O folgado inteligente e o burro esforçado
Na escola tinha aquele sujeito irritante que tirava boas notas sem se matar de estudar. E o outro que ralava sábado e domingo enquanto o folgado curtia a piscina. Mais tarde percebi que esse tipo, o folgado que se dá bem, está em todo lugar. Percebi também que eles despertam antagonismos e fazem aflorar uma espécie de senso de justiça genial por onde passam. Afinal, não pode ser justo que alguém tenha mais paparicos e ganhe mais trabalhando menos. O sujeito chega atrasado e não é punido, invade as salas sem pedir licença e nem se dá ao trabalho de inventar a morte de alguém para sair mais cedo na sexta-feira. É um folgado. Sob todos os aspectos é um folgado. Mas o folgado sobre o qual estamos falando tem uma outra característica: ele entrega. Entrega tanto que se faz imprescindível e, mais do que tolerável, acaba sendo querido. Em vez de folgado, começa a ser visto como crativo, irreverente, diferente…

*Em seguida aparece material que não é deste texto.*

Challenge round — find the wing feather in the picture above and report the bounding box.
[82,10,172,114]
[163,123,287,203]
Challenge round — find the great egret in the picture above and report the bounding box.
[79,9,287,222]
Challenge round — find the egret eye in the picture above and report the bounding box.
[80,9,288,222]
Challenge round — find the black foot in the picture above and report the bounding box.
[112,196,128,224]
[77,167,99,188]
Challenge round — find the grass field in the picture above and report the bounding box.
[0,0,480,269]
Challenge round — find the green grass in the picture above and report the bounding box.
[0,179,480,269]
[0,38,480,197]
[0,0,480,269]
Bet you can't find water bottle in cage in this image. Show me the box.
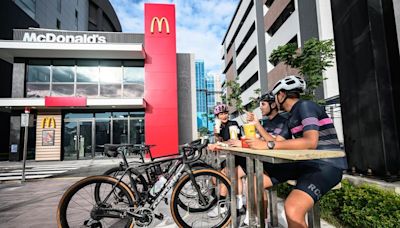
[150,175,167,196]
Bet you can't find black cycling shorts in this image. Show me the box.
[221,156,247,173]
[264,161,343,203]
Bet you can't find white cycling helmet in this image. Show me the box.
[272,75,306,96]
[214,104,228,116]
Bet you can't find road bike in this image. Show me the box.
[95,140,213,205]
[57,141,231,228]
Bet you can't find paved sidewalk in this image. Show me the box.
[0,158,138,183]
[0,159,333,228]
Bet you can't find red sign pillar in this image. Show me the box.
[144,4,178,157]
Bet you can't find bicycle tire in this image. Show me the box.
[170,169,231,228]
[94,167,149,202]
[177,162,217,212]
[57,176,135,228]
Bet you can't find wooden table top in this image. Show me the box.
[217,147,346,161]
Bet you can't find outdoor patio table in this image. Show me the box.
[217,147,345,227]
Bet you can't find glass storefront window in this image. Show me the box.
[52,66,75,82]
[65,113,93,119]
[129,119,145,144]
[76,84,99,97]
[94,112,111,119]
[27,65,50,82]
[26,59,144,98]
[26,84,50,97]
[124,84,144,98]
[51,84,74,96]
[129,111,144,118]
[112,112,128,118]
[113,119,128,144]
[124,67,144,85]
[100,84,121,97]
[76,66,99,83]
[100,66,122,83]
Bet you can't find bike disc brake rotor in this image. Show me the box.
[135,208,154,227]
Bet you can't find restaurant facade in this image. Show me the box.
[0,4,196,160]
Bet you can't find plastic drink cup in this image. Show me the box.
[243,124,256,139]
[229,126,239,139]
[240,136,249,148]
[214,118,221,134]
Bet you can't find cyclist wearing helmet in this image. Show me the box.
[207,104,246,218]
[214,104,241,142]
[243,92,291,225]
[247,92,290,139]
[246,75,347,227]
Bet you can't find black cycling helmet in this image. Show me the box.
[260,92,278,116]
[260,92,275,102]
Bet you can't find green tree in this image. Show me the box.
[199,127,208,136]
[226,77,261,122]
[270,38,335,103]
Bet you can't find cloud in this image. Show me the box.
[111,0,239,74]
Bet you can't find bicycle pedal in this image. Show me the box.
[154,213,164,220]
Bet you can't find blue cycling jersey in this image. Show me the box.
[219,120,242,141]
[262,114,292,138]
[281,100,347,169]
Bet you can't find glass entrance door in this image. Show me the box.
[64,121,94,160]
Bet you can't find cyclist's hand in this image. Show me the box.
[207,144,221,151]
[227,139,242,147]
[246,112,259,124]
[246,139,268,150]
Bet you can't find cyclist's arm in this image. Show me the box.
[274,130,319,150]
[246,130,319,150]
[255,121,275,141]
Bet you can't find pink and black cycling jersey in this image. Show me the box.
[261,114,292,138]
[281,100,347,169]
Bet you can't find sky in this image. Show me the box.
[110,0,239,79]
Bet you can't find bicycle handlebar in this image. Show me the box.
[182,139,209,163]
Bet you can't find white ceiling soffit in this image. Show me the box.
[0,98,146,109]
[0,40,146,63]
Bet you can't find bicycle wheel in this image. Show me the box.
[177,162,217,212]
[57,176,135,228]
[94,167,148,202]
[171,169,231,228]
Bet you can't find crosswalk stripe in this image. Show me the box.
[0,170,68,177]
[0,175,51,181]
[10,167,79,173]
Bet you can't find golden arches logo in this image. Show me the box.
[150,17,169,34]
[42,117,56,128]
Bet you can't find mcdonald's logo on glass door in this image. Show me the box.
[41,117,56,128]
[150,17,169,34]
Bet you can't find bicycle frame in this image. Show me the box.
[106,141,209,210]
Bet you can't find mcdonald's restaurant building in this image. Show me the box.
[0,4,196,160]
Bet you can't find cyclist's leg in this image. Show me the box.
[285,162,342,227]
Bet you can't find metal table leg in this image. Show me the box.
[246,157,257,227]
[255,159,265,228]
[226,153,239,227]
[268,186,279,227]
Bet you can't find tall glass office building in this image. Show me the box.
[195,60,207,129]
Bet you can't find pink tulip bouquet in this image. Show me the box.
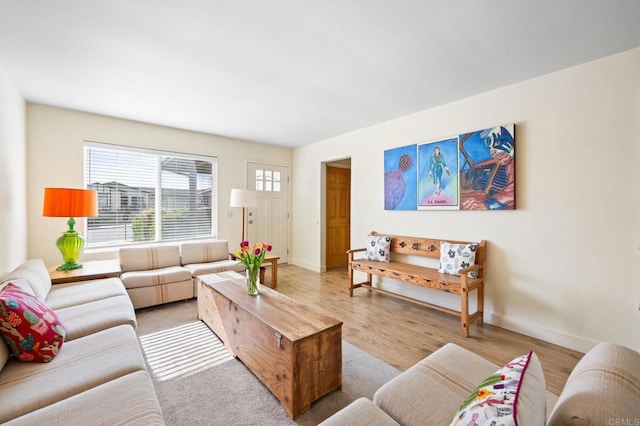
[235,241,272,296]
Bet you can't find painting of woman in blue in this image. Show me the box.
[460,124,516,210]
[418,138,458,208]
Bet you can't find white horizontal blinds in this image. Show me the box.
[85,142,217,247]
[160,156,213,240]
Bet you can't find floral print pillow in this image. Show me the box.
[367,235,391,262]
[438,242,478,278]
[451,351,547,426]
[0,282,67,362]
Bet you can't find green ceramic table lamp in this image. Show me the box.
[42,188,98,271]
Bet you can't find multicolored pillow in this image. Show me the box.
[367,235,391,262]
[451,351,547,426]
[0,283,67,362]
[438,242,478,278]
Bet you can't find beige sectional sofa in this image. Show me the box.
[0,260,164,425]
[118,240,245,309]
[322,343,640,426]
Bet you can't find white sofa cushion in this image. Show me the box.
[6,371,165,426]
[2,259,51,302]
[56,293,138,342]
[118,244,180,272]
[45,278,127,309]
[0,325,146,423]
[120,266,191,289]
[183,260,247,277]
[547,343,640,426]
[373,343,499,425]
[180,240,229,265]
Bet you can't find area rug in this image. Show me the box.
[138,303,400,425]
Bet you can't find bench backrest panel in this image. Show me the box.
[371,231,486,265]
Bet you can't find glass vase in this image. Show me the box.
[247,266,260,296]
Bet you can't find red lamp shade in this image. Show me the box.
[42,188,98,217]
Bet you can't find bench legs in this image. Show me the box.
[460,283,484,337]
[349,266,371,297]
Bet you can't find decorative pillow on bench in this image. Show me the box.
[0,282,67,362]
[438,242,478,278]
[451,351,547,426]
[367,235,391,263]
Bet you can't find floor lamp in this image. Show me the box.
[229,188,258,241]
[42,188,98,271]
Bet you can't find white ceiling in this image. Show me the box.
[0,0,640,147]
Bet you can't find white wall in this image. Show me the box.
[0,68,27,274]
[27,104,292,264]
[291,49,640,351]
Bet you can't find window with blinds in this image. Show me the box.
[84,142,217,248]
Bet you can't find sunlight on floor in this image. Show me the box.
[140,321,234,382]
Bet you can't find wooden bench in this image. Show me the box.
[347,232,486,336]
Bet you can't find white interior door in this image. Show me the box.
[246,162,289,263]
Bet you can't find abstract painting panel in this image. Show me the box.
[459,124,516,210]
[384,144,417,210]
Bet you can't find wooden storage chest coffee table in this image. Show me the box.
[198,272,342,419]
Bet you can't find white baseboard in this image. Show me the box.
[484,312,597,352]
[289,258,327,273]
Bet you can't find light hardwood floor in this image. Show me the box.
[267,265,583,395]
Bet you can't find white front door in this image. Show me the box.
[246,162,289,263]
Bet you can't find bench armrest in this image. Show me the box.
[346,247,367,254]
[460,265,484,275]
[346,247,367,262]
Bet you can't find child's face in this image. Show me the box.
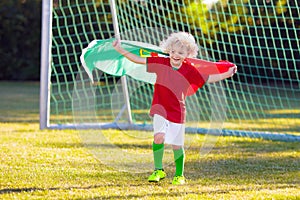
[169,43,189,67]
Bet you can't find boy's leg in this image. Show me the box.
[152,142,165,169]
[173,146,185,176]
[148,134,166,182]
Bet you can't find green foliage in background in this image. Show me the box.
[0,0,41,80]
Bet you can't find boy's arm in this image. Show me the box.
[113,40,147,64]
[207,65,237,83]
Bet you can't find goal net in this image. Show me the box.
[40,0,300,141]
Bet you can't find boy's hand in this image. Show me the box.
[112,39,122,51]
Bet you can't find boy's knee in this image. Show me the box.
[154,133,165,144]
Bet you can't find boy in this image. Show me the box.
[113,32,237,185]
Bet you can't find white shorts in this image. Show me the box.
[153,114,185,146]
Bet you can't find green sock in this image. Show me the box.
[173,148,185,176]
[152,142,165,169]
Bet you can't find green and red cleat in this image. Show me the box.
[148,169,166,182]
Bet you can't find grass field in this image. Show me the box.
[0,82,300,200]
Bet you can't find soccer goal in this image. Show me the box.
[40,0,300,141]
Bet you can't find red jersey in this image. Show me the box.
[147,57,208,123]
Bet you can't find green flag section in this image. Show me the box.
[80,38,165,84]
[80,38,234,84]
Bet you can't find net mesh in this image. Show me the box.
[50,0,300,138]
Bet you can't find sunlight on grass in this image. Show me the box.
[0,123,300,200]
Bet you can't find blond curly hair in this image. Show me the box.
[160,32,199,58]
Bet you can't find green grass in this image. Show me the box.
[0,82,300,200]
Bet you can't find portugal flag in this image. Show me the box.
[80,38,234,84]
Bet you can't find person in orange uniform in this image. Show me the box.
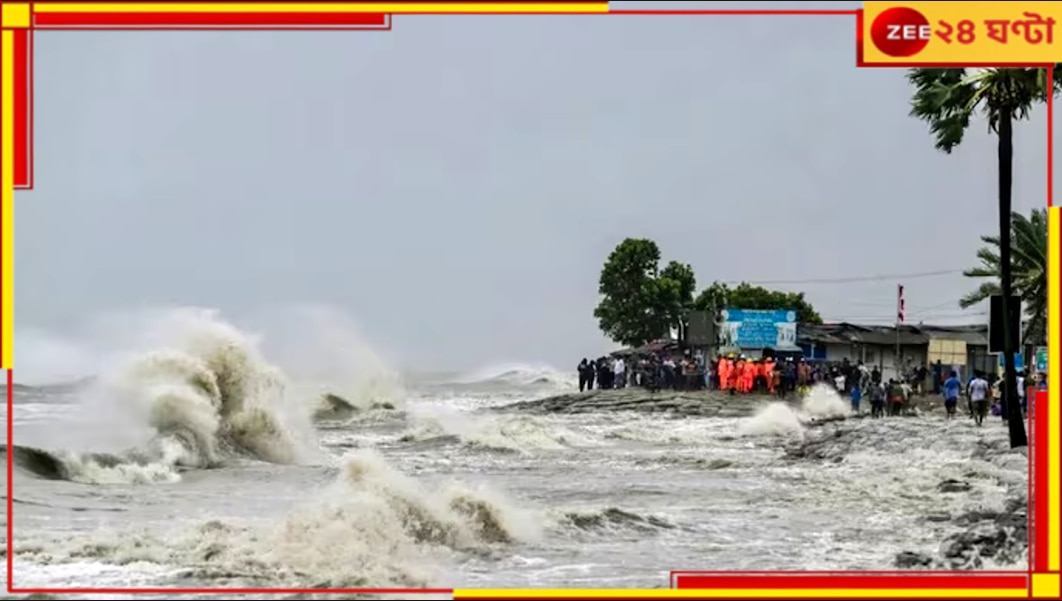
[738,359,756,394]
[764,359,774,394]
[716,357,730,391]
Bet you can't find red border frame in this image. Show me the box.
[7,2,1054,599]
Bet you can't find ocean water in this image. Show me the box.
[5,310,1027,599]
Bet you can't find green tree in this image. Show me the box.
[693,281,822,324]
[594,238,697,346]
[907,66,1062,447]
[959,209,1047,344]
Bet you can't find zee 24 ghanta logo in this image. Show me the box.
[870,6,1055,58]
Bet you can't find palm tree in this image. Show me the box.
[907,66,1062,447]
[959,209,1047,344]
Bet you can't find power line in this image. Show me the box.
[726,270,963,286]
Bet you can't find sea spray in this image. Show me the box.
[399,405,602,454]
[738,383,850,436]
[28,309,316,483]
[41,450,544,588]
[801,383,851,418]
[248,305,406,419]
[738,401,804,436]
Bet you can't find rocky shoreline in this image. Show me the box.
[495,388,795,417]
[494,388,933,417]
[785,422,1029,570]
[511,389,1029,570]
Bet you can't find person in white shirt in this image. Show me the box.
[1016,372,1028,414]
[612,357,627,389]
[969,372,992,426]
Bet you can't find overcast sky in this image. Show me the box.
[15,2,1046,373]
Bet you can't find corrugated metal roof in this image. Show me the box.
[797,323,988,346]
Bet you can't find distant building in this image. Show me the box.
[797,323,996,378]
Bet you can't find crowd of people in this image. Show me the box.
[578,349,1047,425]
[578,350,881,397]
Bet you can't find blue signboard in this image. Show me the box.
[719,309,798,349]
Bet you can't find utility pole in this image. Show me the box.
[896,284,907,380]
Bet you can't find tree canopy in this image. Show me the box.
[594,238,822,346]
[959,209,1047,344]
[907,65,1062,448]
[594,238,697,346]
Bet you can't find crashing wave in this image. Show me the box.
[14,312,312,483]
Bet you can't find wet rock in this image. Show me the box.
[893,551,933,569]
[495,388,778,417]
[937,479,972,493]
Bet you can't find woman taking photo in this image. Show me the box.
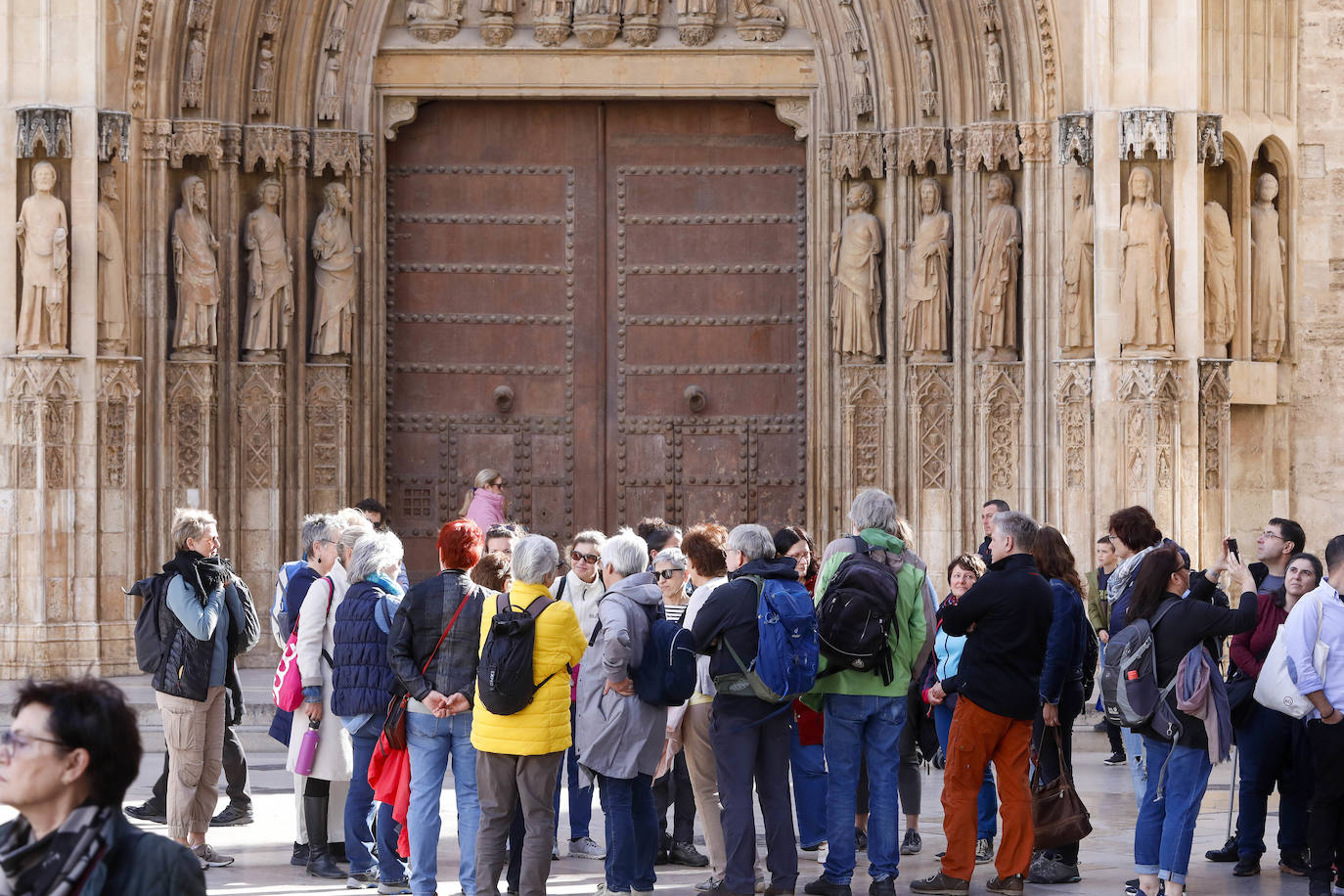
[1029,525,1096,884]
[1125,546,1259,896]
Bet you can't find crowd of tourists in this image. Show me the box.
[0,470,1344,896]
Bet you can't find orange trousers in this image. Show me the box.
[942,697,1035,880]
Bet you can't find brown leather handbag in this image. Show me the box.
[1031,727,1092,849]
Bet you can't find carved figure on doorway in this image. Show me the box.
[1059,168,1096,357]
[1251,175,1287,361]
[312,183,355,355]
[830,183,881,359]
[902,177,952,361]
[971,173,1021,361]
[1204,202,1236,357]
[15,161,69,352]
[98,170,130,355]
[172,175,219,359]
[1120,165,1176,353]
[242,177,294,357]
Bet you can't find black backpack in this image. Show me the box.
[475,594,555,716]
[817,535,901,685]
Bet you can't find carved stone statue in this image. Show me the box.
[902,177,952,361]
[312,183,355,355]
[242,177,294,357]
[971,173,1021,361]
[1120,165,1176,352]
[98,170,130,355]
[830,183,881,357]
[1204,202,1236,357]
[172,176,219,357]
[1059,168,1096,357]
[1251,175,1287,361]
[15,161,69,352]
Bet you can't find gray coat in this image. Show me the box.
[574,572,668,780]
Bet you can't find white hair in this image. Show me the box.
[349,529,403,582]
[849,489,896,535]
[514,535,560,584]
[723,522,774,560]
[603,529,650,575]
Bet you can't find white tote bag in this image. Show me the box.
[1255,597,1330,719]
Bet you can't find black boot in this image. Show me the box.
[304,795,345,880]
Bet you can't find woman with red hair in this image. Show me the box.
[387,518,485,893]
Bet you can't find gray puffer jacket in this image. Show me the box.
[574,572,668,778]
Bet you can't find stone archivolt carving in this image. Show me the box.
[172,176,219,360]
[1059,112,1093,168]
[15,161,69,352]
[310,183,357,355]
[902,177,952,361]
[1059,168,1096,357]
[971,173,1021,361]
[15,106,72,158]
[1120,165,1176,352]
[1204,202,1236,357]
[242,177,294,360]
[1251,175,1287,361]
[830,183,881,359]
[1120,109,1176,161]
[98,170,130,355]
[406,0,464,43]
[953,121,1021,170]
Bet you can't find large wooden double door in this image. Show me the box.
[387,101,806,575]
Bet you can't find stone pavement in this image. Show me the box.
[0,670,1307,896]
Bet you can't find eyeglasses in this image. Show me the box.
[0,731,69,759]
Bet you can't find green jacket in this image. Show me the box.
[802,529,934,710]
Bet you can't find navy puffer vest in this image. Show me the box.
[332,582,394,719]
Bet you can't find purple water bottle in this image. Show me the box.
[294,719,323,775]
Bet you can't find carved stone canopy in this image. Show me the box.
[15,106,72,158]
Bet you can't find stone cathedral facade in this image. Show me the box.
[0,0,1322,676]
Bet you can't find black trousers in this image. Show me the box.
[653,751,694,849]
[154,726,251,809]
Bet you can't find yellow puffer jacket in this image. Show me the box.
[471,584,587,756]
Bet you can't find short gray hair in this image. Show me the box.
[723,522,774,560]
[849,489,896,535]
[653,548,686,569]
[991,511,1040,554]
[342,529,405,582]
[514,535,560,584]
[603,529,650,575]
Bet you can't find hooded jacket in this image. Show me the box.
[574,572,668,778]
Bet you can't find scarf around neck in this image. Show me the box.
[0,803,117,896]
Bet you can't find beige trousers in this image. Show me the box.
[155,685,224,838]
[682,702,727,877]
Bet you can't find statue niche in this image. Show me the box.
[15,161,69,352]
[1120,165,1176,355]
[902,177,952,361]
[971,172,1021,361]
[1251,175,1287,361]
[830,183,881,360]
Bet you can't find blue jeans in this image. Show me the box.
[933,694,999,839]
[406,712,481,896]
[1236,704,1315,860]
[345,731,406,884]
[789,724,827,849]
[597,775,658,893]
[555,702,593,839]
[824,694,906,884]
[1135,738,1214,884]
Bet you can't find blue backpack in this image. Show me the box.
[714,575,820,704]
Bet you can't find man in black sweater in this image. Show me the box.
[910,511,1055,896]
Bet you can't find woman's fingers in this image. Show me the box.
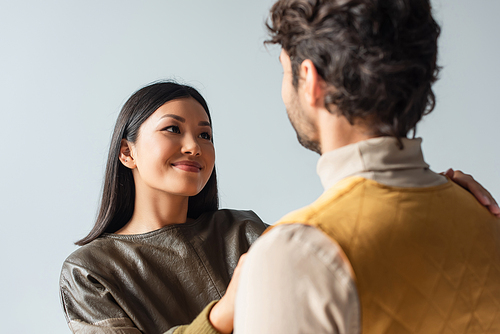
[444,168,500,217]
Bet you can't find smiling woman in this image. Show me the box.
[60,82,266,333]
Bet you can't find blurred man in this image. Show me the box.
[235,0,500,334]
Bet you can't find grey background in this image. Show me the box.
[0,0,500,333]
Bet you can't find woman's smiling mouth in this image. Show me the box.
[172,160,202,173]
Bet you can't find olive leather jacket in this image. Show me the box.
[60,210,267,334]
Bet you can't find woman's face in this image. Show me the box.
[131,98,215,196]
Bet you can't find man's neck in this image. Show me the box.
[317,109,376,154]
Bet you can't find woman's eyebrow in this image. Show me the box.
[160,114,186,123]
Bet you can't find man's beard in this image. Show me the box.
[294,132,321,155]
[287,103,321,155]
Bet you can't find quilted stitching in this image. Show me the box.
[281,178,500,334]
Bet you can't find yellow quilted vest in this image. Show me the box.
[274,177,500,334]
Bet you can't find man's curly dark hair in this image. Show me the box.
[266,0,440,138]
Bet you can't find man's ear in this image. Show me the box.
[300,59,325,107]
[119,139,137,169]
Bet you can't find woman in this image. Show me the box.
[60,82,494,334]
[60,82,266,333]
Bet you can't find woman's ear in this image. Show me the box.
[119,139,137,169]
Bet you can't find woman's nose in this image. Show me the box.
[182,136,201,155]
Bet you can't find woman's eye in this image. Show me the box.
[163,125,181,133]
[200,132,212,140]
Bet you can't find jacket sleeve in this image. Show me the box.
[60,261,219,334]
[60,261,141,334]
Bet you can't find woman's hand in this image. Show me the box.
[444,168,500,217]
[209,254,246,334]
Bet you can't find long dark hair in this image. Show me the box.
[75,81,219,246]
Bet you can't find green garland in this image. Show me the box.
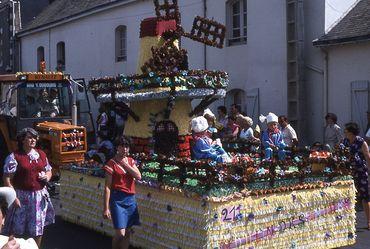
[89,70,229,95]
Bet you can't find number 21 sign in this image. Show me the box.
[221,205,242,222]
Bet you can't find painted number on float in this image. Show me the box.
[221,205,242,222]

O problema é que não fomos educados para lidar com essas criaturas. Nos contaram uma lorota, a de que as chances são iguais para todos e que tudo é possível com trabalho duro e da dedicação. Acontece que no mundo real a genialidade é distribuída de forma aleatória e poucos, pouquíssimos, são os premiados. Gente inteligente de verdade é capaz de fazer 1.000 gols, e outras coisas que vão muito além da média das capacidades humanas. E parece que muitos nascem assim. Mozart e Pelé eram gênios desde criancinhas. Não tem competição com eles. De modo geral, são os que ganham mais e mandam mais. Para eles, as montanhas parecem menos inclinadas.
Então alguém vai dizer que esse papo de gente privilegiada é bobagem porque as pessoas, inteligentes ou não, só realizam seu potencial com muito trabalho duro. Diz a lenda que o Pelé chegava antes para o treino e ia embora depois, mesmo sendo gênio. Isso pode ser um consolo, mas o fato é que a maior parte das pessoas pode se dedicar a horas e horas de treinamento e jamais vai se qualificar nem mesmo para beque do Bragantino. É a história daquele seu amigo que estuda inglês há dez anos e ainda se enrola com a conjugação dos verbos no passado. O outro passa seis meses nos Estados Unidos e volta fluente.
Eu acho que a dor é menor quando se admite que na mesa ao lado pode ter alguém que nasceu privilegiado. Mas calma, o jogo não acabou. Melhor do que chorar as pitangas é ir à luta. Tem muita gente inteligente, que de tão inteligente acaba morrendo de tédio no meio do caminho. Está provado pela ciência.
O problema é quando aparece pela frente o inteligente esforçado.